Risk of viral clearance delay
A total of nine studies reported HR for risk of viral clearance delay in COVID-19 patients who received glucocorticoids treatment, of which the longest follow-up was 50 days. The overall unadjusted HR (1.58, 95% CI 1.39 to 1.80, I2=13%, PI 1.32 to 1.90) (Figure 2B) and adjusted HR (1.71, 95% CI 1.51 to 1.94, I2=22%, PI 1.45 to 2.01) (Figure 2A) revealed an association between glucocorticoids treatment and increased risk of viral clearance delay in COVID-19 patients. The pooled MD of days for SARS-CoV-2 RNA shedding from illness onset (2.13, 95% CI 0.83 to 3.42, I2=73%, PI -2.66 to 6.92) (Figure 2C) and overall unadjusted RR (1.29, 95% CI 1.14 to 1.47, I2=58%, PI 0.86 to 1.95) (Figure 3C) also confirmed the delayed viral clearance in glucocorticoids treatment patients, compared to patients revived non-glucocorticoids treatment. A few studies (four studies)24,31,34,36 reported the ORs for risk of viral clearance delay, however, the time frames of viral clearance delay among these studies were substantially different (Li&Cao et al24, 11-day; Xu&Chen et al34, 15-day; Qi&Yang et al31, 17-day; Yan&Liu et al36, 23-day) (Table 1). Pooled unadjusted OR (2.08, 95% CI 0.35 to 12.41, I2=84%) (Figure 3B) and adjusted OR (1.82, 95% CI 0.70 to 4.76, I2=57%, PI 0.04 to 81.84) (Figure 3A) of these studies showed no association between glucocorticoids treatment and risk of viral clearance delay.

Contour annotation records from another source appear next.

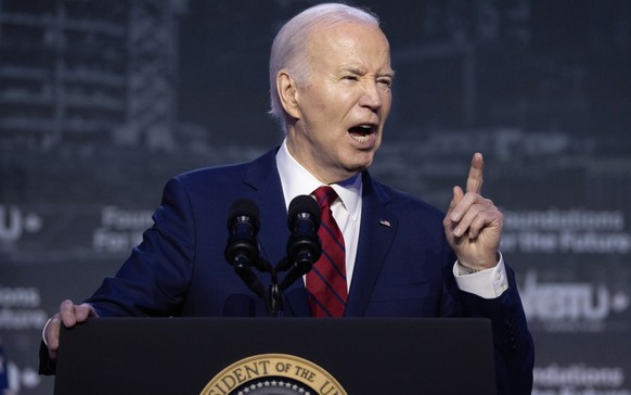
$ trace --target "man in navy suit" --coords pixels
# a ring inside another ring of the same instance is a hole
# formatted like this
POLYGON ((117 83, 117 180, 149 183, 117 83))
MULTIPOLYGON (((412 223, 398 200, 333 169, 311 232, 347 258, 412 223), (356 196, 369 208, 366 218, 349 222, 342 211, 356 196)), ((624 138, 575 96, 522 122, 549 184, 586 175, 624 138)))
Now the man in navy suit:
MULTIPOLYGON (((56 356, 61 322, 267 315, 226 263, 227 212, 237 199, 256 202, 260 254, 276 263, 286 255, 289 202, 324 184, 338 195, 332 211, 346 242, 344 316, 488 317, 500 393, 529 394, 533 345, 514 273, 498 250, 502 214, 480 195, 482 156, 474 154, 465 190, 453 189, 447 215, 368 171, 390 112, 392 78, 376 16, 321 4, 292 18, 270 59, 271 113, 286 132, 283 143, 250 163, 171 179, 155 225, 116 277, 82 304, 61 304, 44 328, 43 359, 56 356)), ((284 316, 311 314, 305 281, 282 302, 284 316)), ((49 371, 51 360, 43 362, 49 371)))

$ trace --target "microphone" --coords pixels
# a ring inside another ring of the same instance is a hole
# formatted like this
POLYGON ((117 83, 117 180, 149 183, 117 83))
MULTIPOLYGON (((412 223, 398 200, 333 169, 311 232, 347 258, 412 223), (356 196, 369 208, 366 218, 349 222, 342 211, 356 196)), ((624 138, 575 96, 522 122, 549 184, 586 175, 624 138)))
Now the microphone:
POLYGON ((259 250, 256 235, 260 228, 259 209, 249 199, 239 199, 228 211, 228 243, 223 255, 234 266, 234 271, 245 284, 263 300, 266 289, 252 271, 250 265, 259 264, 259 250))
POLYGON ((256 235, 260 228, 259 209, 249 199, 239 199, 228 211, 228 244, 223 252, 230 265, 250 265, 259 257, 256 235))
POLYGON ((282 284, 285 290, 298 278, 302 277, 322 255, 322 244, 318 237, 320 228, 320 207, 309 195, 299 195, 289 203, 287 226, 292 231, 287 241, 287 258, 279 268, 292 268, 282 284))

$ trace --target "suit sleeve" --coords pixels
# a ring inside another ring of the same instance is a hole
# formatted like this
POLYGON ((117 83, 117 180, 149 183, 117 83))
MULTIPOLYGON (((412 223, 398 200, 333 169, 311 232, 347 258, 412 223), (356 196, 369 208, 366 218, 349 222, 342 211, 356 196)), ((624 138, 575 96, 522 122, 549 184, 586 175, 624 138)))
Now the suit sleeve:
POLYGON ((491 320, 498 394, 530 394, 535 345, 528 331, 515 273, 508 266, 505 269, 508 289, 501 296, 486 300, 461 291, 460 300, 465 316, 487 317, 491 320))
POLYGON ((101 317, 179 314, 194 265, 195 218, 177 178, 165 187, 153 220, 116 276, 86 301, 101 317))

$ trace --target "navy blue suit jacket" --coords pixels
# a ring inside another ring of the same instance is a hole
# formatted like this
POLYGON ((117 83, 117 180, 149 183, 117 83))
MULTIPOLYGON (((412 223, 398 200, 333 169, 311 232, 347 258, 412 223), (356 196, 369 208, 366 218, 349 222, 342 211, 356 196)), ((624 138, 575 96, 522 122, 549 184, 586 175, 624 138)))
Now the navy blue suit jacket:
MULTIPOLYGON (((266 316, 265 304, 235 275, 223 250, 229 207, 247 197, 260 208, 261 256, 271 264, 285 256, 289 230, 276 150, 250 163, 171 179, 143 242, 87 302, 105 317, 266 316)), ((362 177, 361 229, 346 316, 488 317, 500 393, 529 394, 533 346, 513 271, 506 268, 510 289, 497 300, 460 291, 443 214, 368 171, 362 177)), ((269 283, 269 276, 259 277, 269 283)), ((285 316, 310 316, 302 281, 285 291, 283 306, 285 316)))

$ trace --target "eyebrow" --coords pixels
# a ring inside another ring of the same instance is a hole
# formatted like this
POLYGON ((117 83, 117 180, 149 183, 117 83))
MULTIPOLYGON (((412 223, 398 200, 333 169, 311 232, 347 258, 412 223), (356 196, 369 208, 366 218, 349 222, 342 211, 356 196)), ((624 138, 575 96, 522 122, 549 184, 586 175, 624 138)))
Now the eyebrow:
MULTIPOLYGON (((347 72, 347 73, 351 73, 355 75, 364 75, 365 72, 363 68, 357 67, 357 66, 349 66, 349 67, 344 67, 342 69, 343 72, 347 72)), ((390 77, 390 78, 395 78, 395 71, 387 71, 385 73, 377 73, 378 77, 390 77)))

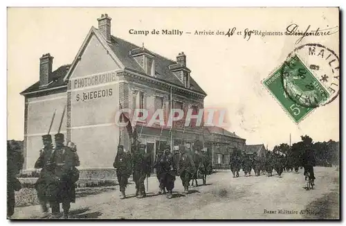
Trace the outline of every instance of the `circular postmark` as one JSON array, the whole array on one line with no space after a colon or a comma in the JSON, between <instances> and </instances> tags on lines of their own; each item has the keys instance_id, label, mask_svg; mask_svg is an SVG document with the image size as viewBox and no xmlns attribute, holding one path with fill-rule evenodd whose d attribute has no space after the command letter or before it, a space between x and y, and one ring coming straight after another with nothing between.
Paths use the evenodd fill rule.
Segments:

Influence analyses identified four studies15,23,26,32, with an excessive influence on the overall results, of which two studies with extreme sample size are the excluded studies of predesign in the sensitivity analyses (Supplementary Figure 8). All the sensitivity analyses based on adjusted HRs showed a similar result with that from the main analysis (Supplementary Figure 1-7). Funnel plot analysis showed no asymmetry on the HRs, RRs, and MDs (Supplementary Figure 9-12), and the Egger test detected no significant small-study effects. Due to a very limited number of studies reporting ORs, we failed to draw funnel plots and correspondingly failed to conduct Egger tests on these studies.
Subgroup analysis
Subgroup analysis revealed that risk of viral clearance delay was significantly higher in glucocorticoids-treated COVID-19 patients of being mild or moderate (adjusted HR 1.94, 95% CI 1.39 to 2.70, I2=52%; MD 2.59, 95% CI 1.21 to 3.97, I2=24%), but not patients of being severe or critical (adjusted HR 1.85, 95% CI 1.05 to 3.26; MD 0.22, 95% CI -1.85 to 2.29, I2=56%) (Figure 4). Only one study19 compared the risk of viral clearance delay between COVID-19 patients who received a low dose (40 mg/day, an equivalent of methylprednisolone) and those who received a high dose (80 mg/day), and another study29 reported the effects of the pulse (250-500 mg/day) use of glucocorticoids. Their results indicated that a high dose of glucocorticoids increased the risk of viral clearance delay (adjusted HR 1.49, 95% CI 1.03 to 2.15; unadjusted RR 1.47, 95% CI 1.12 to 1.94), but neither low dose (adjusted HR 1.39, 95% CI 0.93 to 2.08; unadjusted RR 1.33, 95% CI 1.00 to 1.77) nor pulse use (unadjusted RR 1.85, 95% CI 0.66 to 5.19) (Figure 5).